For the moment, we seem almost resigned to this outcome. There is no reason we should be. We just need to think bigger and act boldly.

Step one would be a merger of the United States and Canada. That would ensure all the food and all the energy the combined entity would ever need. Then we need to revisit the idea of acquiring Siberia. Making Siberia part of the United States and Canada would ensure all the raw materials we could ever possibly use. More important, it would give us a vast new frontier; a tabula rasa upon which to build new cities, new roads, new railways, new information highways. And it would give us a warm water port (Vladivostok). And a physical (read: military) presence just north of China.

We're not going to get out of this mess by playing small ball. We need to fundamentally change the dynamic of history. The way to do that is to redraw the map.

A Kind of No Man's Land

What's it like to live along the border of the United States and Mexico?

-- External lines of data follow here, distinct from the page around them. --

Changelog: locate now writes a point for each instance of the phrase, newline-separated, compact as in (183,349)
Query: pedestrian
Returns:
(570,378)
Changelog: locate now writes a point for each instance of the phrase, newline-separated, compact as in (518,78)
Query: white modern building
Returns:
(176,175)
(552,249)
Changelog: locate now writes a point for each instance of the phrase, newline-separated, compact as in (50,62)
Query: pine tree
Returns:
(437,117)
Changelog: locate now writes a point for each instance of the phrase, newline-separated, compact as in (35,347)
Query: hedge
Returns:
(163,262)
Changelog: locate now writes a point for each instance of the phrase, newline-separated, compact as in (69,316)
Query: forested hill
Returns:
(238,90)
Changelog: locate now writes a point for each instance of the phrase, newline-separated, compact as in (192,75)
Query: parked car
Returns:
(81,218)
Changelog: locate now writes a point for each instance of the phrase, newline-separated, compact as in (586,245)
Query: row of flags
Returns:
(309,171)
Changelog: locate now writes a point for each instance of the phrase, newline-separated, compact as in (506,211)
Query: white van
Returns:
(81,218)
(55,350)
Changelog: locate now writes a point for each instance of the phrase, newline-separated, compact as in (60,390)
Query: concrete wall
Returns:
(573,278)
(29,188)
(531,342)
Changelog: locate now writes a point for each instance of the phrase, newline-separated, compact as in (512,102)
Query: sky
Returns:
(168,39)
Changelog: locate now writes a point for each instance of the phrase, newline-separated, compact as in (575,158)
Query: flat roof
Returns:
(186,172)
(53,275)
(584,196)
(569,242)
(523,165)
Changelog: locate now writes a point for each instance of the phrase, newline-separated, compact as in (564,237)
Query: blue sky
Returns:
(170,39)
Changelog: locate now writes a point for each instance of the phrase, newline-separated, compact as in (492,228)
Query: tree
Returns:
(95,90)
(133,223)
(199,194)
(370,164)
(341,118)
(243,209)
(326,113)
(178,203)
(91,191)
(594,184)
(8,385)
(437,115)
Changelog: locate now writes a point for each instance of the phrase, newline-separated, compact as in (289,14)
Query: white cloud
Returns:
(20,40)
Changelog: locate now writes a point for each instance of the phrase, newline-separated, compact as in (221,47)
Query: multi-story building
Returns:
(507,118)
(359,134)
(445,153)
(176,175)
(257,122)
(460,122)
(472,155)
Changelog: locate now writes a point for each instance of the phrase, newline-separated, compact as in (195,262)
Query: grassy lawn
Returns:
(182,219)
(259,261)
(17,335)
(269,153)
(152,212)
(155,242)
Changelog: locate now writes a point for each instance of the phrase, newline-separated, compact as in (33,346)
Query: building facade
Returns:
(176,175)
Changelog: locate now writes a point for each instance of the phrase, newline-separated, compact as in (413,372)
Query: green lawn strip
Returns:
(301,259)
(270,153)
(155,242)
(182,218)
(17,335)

Cecilia Balli reports:

Then I picked up the latest issue of the magazine Proceso, where an article by reporter Marcela Turati described the mayhem that recently befell Tamaulipas after special forces gunned down a top capo for the Gulf Cartel in Matamoros, across the international line from my hometown. (The University of Texas at Brownsville, where I have an office, had to be locked down for the weekend because of the prospect of bullets flying over the Rio Grande.) The government claimed Ezequiel Cárdenas Guillén’s death as a major victory, and President Obama phoned Calderón to personally congratulate him. But the residents of Tamaulipas felt the fallout immediately.


The following day, the rival group known as the “Zetas” papered Matamoros with recruitment fliers. And a few days later, they raided Ciudad Mier, a border town formerly controlled by the Gulf, where they burned police buildings and forced the remaining several dozen residents to run for their lives. Those who didn’t have the resources to escape to Texas sought cover in nearby Ciudad Alemán, where they huddled on the ground of the Mexican government’s first shelter for drug war refugees.